I believe the lumping of all terminal care into the moniker PAD confuses the issue. Physicians have always participated in their patient’s care, including the death of their patients. What is novel is the expectation that physicians will hasten the death itself. A physician treating a dying patient has always been legal. What is becoming legal is physician-assisted suicide (PAS), specifically causing the death via suicide that the terminal illness has, at that point, failed to accomplish. A physician directly administering an agent with the intent to cause death should be physician homicide (PH) or at least physician manslaughter (PM), though it is unclear why the adjective “physician” should change the criminality of the event.
At one point, Dr. Lo appears to include Palliative Care within PAD but later clearly identifies them as distinct and separate options in his provision for patients with terminal illness. This is especially so given his statement that “perceived loss of autonomy and dignity is now a more common reason for requesting PAD than inadequate pain control.” If PAD simply was the preferred term for general end-of-life care then palliative care would obviously be one component.

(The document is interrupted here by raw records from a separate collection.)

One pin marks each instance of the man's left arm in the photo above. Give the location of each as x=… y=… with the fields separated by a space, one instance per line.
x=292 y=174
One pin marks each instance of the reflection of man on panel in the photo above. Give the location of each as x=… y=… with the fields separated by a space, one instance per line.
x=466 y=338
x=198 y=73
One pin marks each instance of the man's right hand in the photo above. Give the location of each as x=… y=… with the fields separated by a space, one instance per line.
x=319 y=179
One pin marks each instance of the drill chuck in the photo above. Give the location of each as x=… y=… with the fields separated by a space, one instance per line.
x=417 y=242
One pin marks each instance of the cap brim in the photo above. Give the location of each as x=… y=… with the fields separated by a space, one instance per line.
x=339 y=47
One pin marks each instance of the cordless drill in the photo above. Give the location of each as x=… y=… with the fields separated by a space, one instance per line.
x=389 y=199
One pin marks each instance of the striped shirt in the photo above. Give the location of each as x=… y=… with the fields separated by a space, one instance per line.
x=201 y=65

Since it is not, then Dr. Lo is really talking about PAS and he should use the term PAS rather than PAD and be honest about it.

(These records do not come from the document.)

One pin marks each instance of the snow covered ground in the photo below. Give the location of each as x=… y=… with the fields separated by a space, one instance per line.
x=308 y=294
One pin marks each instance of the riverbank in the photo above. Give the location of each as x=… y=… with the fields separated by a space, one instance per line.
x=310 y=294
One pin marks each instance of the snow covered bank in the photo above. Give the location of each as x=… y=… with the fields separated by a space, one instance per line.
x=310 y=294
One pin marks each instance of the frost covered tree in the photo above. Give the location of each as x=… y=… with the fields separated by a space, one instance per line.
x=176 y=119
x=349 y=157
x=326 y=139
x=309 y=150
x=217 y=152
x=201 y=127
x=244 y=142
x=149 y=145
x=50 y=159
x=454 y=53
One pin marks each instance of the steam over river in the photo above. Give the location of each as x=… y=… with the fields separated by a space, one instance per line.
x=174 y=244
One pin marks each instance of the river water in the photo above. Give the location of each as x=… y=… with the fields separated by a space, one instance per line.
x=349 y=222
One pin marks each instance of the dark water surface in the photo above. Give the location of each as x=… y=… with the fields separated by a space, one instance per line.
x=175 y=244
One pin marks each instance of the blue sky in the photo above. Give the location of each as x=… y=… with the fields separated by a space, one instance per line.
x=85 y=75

Finally, Dr. Lo discusses the need to consider adverse outcomes “such as deciding whether to call 911 if distressing symptoms develop after lethal medications are ingested.” What does he expect 911 to do? I am assuming he wants their assistance in stopping the suicide process, nevermind that it was physician assisted. If a growing number of physicians are henceforth going to be expected to actively kill their patients, surely we can all agree to keep 911 as an emergency response unit of healthcare providers unambiguously dedicated to keeping their patients alive? A call to 911 seems a tacit admission that supporters of PAS aren’t exactly certain or in common agreement as to what euthanasia (“a good death”) or “Death with Dignity” is supposed to look like, and, perhaps more importantly, an admission that no one can control the dying process as well as they may believe they can. By the way, what does Dr. Lo mean by “distressing symptoms”? I thought the reason for providing PAS was that the original terminal process wasn’t going as desired and this was causing “distressing symptoms”. If the addition of PAS can cause more distressing symptoms, what has been gained through PAS? Certainly not euthanasia or “Death with Dignity”.

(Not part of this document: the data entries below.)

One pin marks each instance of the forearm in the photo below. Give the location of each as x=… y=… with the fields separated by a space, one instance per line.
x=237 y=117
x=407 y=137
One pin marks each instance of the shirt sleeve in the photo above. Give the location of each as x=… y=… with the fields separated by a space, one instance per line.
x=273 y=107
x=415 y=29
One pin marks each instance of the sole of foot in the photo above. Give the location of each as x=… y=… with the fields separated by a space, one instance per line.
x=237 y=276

Discussing whether or not a physician should hasten their patient’s death for any reason is unfortunately a necessary debate given the present diversity of world views in our society. Describing that process in less specific terms such as “Physician Aid in Dying” does nothing to help that discussion. Like Neil Skjoldal said in yesterday’s blog entry, I also will “continue to advocate strongly against PAS, affirming God’s gift of life whenever and wherever I can.”